You have to read this NBC News article (by Richard Engel and Robert Windrem) about the group United Against Nuclear Iran. It’s pretty informative about the group’s efforts, yet disturbing in that typical MSM way–hardly any challenge of UANI’s narrative, barely a word from opponents of the sanctions, and, of course, not a single word about how ordinary Iranians are suffering under the sanctions regime so vigorously pressed by the likes of UANI.

But the part that is just brimming with irony is the discussion of how this group, manned by the Israel lobby’s close friends and counting on its advisory board a former head of the Mossad, has parallels to the anti-apartheid struggle–

The public shaming is a familiar strategy — with a twist. Activists demonstrated and demanded U.S. pension funds and university endowments divest stock in South African companies during the dying days of apartheid in the 1980s and ‘90s.

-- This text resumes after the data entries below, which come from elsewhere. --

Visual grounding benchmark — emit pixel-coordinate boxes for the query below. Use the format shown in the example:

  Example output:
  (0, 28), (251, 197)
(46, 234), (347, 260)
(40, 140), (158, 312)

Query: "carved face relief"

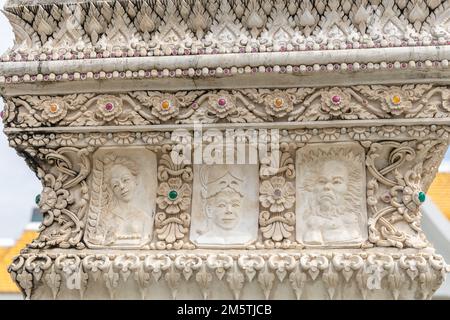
(190, 165), (259, 247)
(296, 143), (367, 246)
(314, 161), (348, 211)
(85, 147), (157, 248)
(206, 191), (242, 230)
(109, 164), (137, 202)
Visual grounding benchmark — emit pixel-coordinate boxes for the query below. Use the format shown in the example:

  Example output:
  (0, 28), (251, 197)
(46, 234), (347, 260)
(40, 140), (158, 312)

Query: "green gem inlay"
(419, 191), (426, 202)
(34, 194), (41, 205)
(167, 190), (178, 200)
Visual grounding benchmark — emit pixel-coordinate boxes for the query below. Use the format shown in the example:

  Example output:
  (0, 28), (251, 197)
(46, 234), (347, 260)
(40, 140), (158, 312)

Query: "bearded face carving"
(297, 145), (367, 246)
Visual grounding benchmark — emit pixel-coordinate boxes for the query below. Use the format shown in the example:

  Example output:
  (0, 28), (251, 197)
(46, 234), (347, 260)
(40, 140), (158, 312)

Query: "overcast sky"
(0, 0), (450, 239)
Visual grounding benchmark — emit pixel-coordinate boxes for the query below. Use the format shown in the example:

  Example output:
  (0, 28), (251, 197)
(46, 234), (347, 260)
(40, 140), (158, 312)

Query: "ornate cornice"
(9, 250), (450, 299)
(2, 85), (450, 129)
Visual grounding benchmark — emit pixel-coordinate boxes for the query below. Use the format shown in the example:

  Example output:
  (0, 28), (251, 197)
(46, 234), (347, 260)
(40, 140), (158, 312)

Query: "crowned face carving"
(109, 164), (137, 202)
(86, 148), (156, 248)
(296, 144), (367, 246)
(206, 191), (242, 230)
(191, 165), (258, 246)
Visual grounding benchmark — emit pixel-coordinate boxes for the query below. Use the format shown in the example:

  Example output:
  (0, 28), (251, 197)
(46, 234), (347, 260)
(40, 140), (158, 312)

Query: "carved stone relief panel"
(190, 164), (259, 248)
(296, 143), (367, 246)
(85, 147), (157, 248)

and how it pressured Caterpillar to stop supplying Iran. You can’t make this stuff up:

“UANI also says it forced Caterpillar, the huge U.S.-based construction company, to stop supplying equipment to Iran. After a letter-writing campaign failed, UANI bought a billboard opposite the company’s headquarters in Peoria, Ill., showing a piece of earth-moving equipment alongside a photo of Ahmadinejad and the words, “Today’s work, tomorrow’s nuclear Iran.” As soon as the company halted the sales in February 2010, the billboard came down.

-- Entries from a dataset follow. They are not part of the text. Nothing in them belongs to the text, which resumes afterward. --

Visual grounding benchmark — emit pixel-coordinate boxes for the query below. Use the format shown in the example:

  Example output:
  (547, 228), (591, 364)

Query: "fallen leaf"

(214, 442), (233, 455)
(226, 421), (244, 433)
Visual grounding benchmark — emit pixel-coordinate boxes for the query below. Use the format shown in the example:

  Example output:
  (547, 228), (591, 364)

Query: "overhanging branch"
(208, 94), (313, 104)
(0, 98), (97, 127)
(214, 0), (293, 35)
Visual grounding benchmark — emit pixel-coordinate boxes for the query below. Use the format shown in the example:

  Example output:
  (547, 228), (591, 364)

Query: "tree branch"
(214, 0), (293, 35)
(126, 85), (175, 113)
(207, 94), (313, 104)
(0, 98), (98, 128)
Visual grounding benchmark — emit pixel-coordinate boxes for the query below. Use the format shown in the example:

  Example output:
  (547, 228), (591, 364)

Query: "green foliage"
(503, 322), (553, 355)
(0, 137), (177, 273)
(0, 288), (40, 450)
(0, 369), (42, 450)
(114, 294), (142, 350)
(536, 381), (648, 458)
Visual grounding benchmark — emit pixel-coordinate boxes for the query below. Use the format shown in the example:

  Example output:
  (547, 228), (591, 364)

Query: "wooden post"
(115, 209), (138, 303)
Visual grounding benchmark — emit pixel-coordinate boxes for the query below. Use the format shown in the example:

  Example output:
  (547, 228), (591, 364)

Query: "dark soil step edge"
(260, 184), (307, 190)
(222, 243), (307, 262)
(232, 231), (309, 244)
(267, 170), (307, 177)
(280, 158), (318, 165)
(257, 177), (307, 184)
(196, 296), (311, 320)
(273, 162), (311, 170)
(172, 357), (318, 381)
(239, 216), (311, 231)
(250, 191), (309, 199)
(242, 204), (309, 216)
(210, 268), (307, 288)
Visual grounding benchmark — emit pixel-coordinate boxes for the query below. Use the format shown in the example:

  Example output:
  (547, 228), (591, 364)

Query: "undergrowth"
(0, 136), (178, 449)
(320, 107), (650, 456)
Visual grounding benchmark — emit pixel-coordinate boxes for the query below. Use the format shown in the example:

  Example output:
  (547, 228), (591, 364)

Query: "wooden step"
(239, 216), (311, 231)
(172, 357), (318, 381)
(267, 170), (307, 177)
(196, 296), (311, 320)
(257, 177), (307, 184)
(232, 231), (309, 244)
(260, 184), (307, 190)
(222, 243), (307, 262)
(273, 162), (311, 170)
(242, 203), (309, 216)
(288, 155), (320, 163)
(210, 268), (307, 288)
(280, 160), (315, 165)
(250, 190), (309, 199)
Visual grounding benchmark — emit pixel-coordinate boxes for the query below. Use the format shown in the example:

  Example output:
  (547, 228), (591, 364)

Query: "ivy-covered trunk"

“At the time, Caterpillar said it did not have extensive business dealings with Iran, and that it couldn’t control sales in the secondary market. But it did bar non-U.S. subsidiaries from accepting orders that it knew were destined from Iran.


For years activists who are working against apartheid have sought to shame Caterpillar for its sale of bulldozers to Israel, including the bulldozer that crushed Rachel Corrie to death in 2003. Has NBC ever published a fulsome piece on their human-rights campaign? Somehow I doubt it.

Austin Branion

Austin Branion is an activist and perennial student of Arabic living in the DC area. Follow him on Twitter at @austiniyaat.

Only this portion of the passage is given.